January 21, 2014 by Hamish Knox in Prospecting & Qualifying
The CEO of an IT services company recently shared his belief with me that every two years for one hour, his prospects are so angry with their existing supplier that his company had a chance to take the business away from his competitor.
This is not an unusual belief. He was talking about demand fulfillment, which is safe and easy.
To follow a demand fulfillment "strategy" you wait for the phone to ring or "network" and then make plenty of proposals and presentations, with the hopes that enough of your pitches succeed for you to stay in business.
A better strategy, especially in "red ocean" industries like IT, is demand creation. To create demand, Sandler suggests the following:
1. Find someone who thinks they are healthy – Prospects who think they are healthy will say things like "we're happy," "we've already got that," "we're always open to new ideas" and/or "everything runs through procurement."

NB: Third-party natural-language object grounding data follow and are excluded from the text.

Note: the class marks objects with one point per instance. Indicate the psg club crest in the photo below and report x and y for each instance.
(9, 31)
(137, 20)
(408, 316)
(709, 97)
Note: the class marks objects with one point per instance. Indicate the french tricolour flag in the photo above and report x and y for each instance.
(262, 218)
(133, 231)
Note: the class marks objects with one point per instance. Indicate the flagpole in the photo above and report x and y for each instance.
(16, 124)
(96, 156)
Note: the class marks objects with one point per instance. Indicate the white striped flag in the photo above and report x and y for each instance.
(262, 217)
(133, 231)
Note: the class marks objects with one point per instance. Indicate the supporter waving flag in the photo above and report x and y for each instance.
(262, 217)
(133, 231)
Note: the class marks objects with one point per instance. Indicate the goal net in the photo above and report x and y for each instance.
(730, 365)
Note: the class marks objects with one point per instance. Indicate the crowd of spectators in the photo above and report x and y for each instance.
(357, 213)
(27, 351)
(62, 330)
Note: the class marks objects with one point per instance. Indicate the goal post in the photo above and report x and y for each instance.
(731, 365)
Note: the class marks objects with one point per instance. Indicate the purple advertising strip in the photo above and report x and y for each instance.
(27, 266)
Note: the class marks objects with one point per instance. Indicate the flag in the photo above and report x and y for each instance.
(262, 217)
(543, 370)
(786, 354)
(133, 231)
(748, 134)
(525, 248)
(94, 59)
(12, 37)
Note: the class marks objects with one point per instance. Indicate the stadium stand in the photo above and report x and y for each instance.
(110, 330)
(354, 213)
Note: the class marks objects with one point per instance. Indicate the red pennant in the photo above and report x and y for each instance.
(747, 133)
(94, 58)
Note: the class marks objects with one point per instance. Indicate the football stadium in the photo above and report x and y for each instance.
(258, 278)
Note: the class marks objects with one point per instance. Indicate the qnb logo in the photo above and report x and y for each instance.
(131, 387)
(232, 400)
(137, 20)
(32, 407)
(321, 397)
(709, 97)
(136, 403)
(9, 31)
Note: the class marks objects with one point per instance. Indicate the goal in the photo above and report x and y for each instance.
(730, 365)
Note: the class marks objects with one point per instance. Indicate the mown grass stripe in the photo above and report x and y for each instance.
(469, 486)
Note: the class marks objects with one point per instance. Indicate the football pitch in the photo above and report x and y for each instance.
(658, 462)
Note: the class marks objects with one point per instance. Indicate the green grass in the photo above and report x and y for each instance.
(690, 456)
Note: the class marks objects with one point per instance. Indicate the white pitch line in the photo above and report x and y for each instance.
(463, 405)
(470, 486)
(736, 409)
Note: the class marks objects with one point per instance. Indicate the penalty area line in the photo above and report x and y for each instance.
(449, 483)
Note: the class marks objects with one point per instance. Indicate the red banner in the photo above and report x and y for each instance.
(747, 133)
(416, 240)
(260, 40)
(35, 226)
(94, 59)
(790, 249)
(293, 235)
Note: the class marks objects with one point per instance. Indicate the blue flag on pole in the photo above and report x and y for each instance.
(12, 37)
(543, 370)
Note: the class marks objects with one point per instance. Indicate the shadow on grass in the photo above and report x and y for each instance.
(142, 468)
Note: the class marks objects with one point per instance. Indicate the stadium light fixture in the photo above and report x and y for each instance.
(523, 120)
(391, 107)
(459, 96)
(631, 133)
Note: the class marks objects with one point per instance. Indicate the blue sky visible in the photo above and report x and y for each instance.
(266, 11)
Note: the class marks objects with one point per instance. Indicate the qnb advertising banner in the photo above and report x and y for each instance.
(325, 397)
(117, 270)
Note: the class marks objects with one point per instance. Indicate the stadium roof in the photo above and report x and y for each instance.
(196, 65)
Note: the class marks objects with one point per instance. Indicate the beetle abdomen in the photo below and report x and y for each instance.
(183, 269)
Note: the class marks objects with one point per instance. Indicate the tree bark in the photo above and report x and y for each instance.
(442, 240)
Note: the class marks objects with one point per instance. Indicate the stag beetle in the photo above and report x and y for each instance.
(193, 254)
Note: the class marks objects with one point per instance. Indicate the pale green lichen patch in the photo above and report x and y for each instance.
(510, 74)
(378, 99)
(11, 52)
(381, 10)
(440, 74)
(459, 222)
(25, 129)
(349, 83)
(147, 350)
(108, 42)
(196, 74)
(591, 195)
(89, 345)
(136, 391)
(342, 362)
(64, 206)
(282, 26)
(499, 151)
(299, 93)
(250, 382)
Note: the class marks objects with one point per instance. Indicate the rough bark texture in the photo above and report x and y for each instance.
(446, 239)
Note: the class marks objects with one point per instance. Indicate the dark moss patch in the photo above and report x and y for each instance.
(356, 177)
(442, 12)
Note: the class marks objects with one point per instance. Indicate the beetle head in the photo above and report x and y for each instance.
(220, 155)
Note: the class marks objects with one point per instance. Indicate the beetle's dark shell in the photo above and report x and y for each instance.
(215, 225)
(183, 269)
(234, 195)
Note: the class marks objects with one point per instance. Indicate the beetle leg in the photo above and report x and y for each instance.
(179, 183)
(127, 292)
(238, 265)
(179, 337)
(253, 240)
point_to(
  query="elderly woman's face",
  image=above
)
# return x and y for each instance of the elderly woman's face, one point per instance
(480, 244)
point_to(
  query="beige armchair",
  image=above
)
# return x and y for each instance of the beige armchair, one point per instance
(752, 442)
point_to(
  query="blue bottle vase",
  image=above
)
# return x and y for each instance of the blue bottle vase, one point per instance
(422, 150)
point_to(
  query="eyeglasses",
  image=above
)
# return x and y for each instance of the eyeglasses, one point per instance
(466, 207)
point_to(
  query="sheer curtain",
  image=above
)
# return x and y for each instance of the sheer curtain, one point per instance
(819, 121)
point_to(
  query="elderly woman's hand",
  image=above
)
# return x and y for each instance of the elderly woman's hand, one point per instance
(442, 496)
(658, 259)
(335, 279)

2. Make your prospect sick – Even though your prospects are sophisticated business people who probably went through a rigorous process to select their current supplier, they don't buy your product or service every day. They aren't aware of the problems you can solve that might be lurking inside their organization. Sandler-trained individuals know these as "pain indicators."
3. Take your prospect from sick to critical – Once a prospect acknowledges they might be slightly "sick", help them discover that the sniffles they feel today could make them bed ridden or out of commission (or, out of business) in the very near future. Sandler-trained individuals know this as getting to the "personal impact of pain."
4. Make your prospect (now client) healthy again – Like a doctor/patient relationship the key part of demand creation is when your prospect says, "how can you help?" Then you and your prospect should co-create a new working relationship. Next, sign the appropriate documents and begin working together.
If you're in an industry that uses long term agreements with no exit clause or severe penalties for early termination – commercial real estate comes to mind – you can still follow the demand creation model, you just need to be more patient.
To really grow your business, stop fulfilling demand and start creating it.